Bizans
Bizans sanatı genel olarak IV. yüzyıl ile XV. yüzyıl arasında varlığını sürdüren Bizans İmparatorluğu döneminde yapılan sanata verilen addır. Bunun dışında Bizans sanatından etkilenen Yakın Doğu, Kafkasya, Balkan, Hazar Denizi ve Rusya gibi komşu bölgelerde de etkisini göstermiştir. İstanbul'un Fethi'nden sonra da devam eden Bizans sanatı etkisi Karolenj ve Otto dönemi sanatı ve mimarisini de etkilemiştir. Bizans sanatı daha çok dini sanat olarak da ele alınabilir. Mozaik, kitap sanatları, ikonalar, freskler vb. başlıca inceleme alanı arasındadır.
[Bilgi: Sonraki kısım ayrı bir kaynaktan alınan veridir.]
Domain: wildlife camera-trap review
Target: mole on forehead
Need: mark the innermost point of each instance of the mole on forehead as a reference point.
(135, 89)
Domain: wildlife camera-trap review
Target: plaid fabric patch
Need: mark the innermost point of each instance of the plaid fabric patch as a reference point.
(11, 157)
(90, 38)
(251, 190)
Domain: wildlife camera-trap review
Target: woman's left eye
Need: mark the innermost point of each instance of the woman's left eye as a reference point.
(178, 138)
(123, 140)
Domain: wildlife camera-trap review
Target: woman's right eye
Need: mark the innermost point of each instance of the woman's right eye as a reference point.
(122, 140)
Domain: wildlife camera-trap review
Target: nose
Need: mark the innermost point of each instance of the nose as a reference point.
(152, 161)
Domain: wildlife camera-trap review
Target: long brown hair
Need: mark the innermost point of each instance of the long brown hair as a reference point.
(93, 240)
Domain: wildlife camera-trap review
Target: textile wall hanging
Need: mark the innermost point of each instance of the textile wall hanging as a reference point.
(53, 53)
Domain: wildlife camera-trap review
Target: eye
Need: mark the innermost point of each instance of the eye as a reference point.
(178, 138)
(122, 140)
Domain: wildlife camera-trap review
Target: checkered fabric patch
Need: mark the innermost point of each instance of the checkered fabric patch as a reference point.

Bizans sanatı, dünyanın birçok ülkesinde üniversite düzeyinde araştırma konusudur. Türkiye'de Bizans sanatı ve tarihinin eğitimi hem sanat tarihi hem de arkeoloji bölümlerinde verilmektedir. Antik Dönem sanatından doğan ve daha sonraları Hıristiyan geleneğinde gelişen Bizans sanatı ve kültürü, günümüze değin önemini özellikle Ortodokslar nezdinde korumayı sürdürmektedir. Bizans sanatı Ortaçağ’dan bu yana batı Avrupa'da gelişmekte olan Romanesk ve Gotik sanata bir kutup oluşturmakla kalmamış, bu iki kültür arasında hem ideolojik hem de psikolojik bir sınırın ifadesi olmuştur. Bu nedendendir ki bu alan çoğu zaman Batı sanatının gerisinde ele alınmıştır. Özellikle Batı sanatı çerçevesinden Bizans sanatına yönelik negatif bakış açıları Giorgio Vasari ile başlamıştır.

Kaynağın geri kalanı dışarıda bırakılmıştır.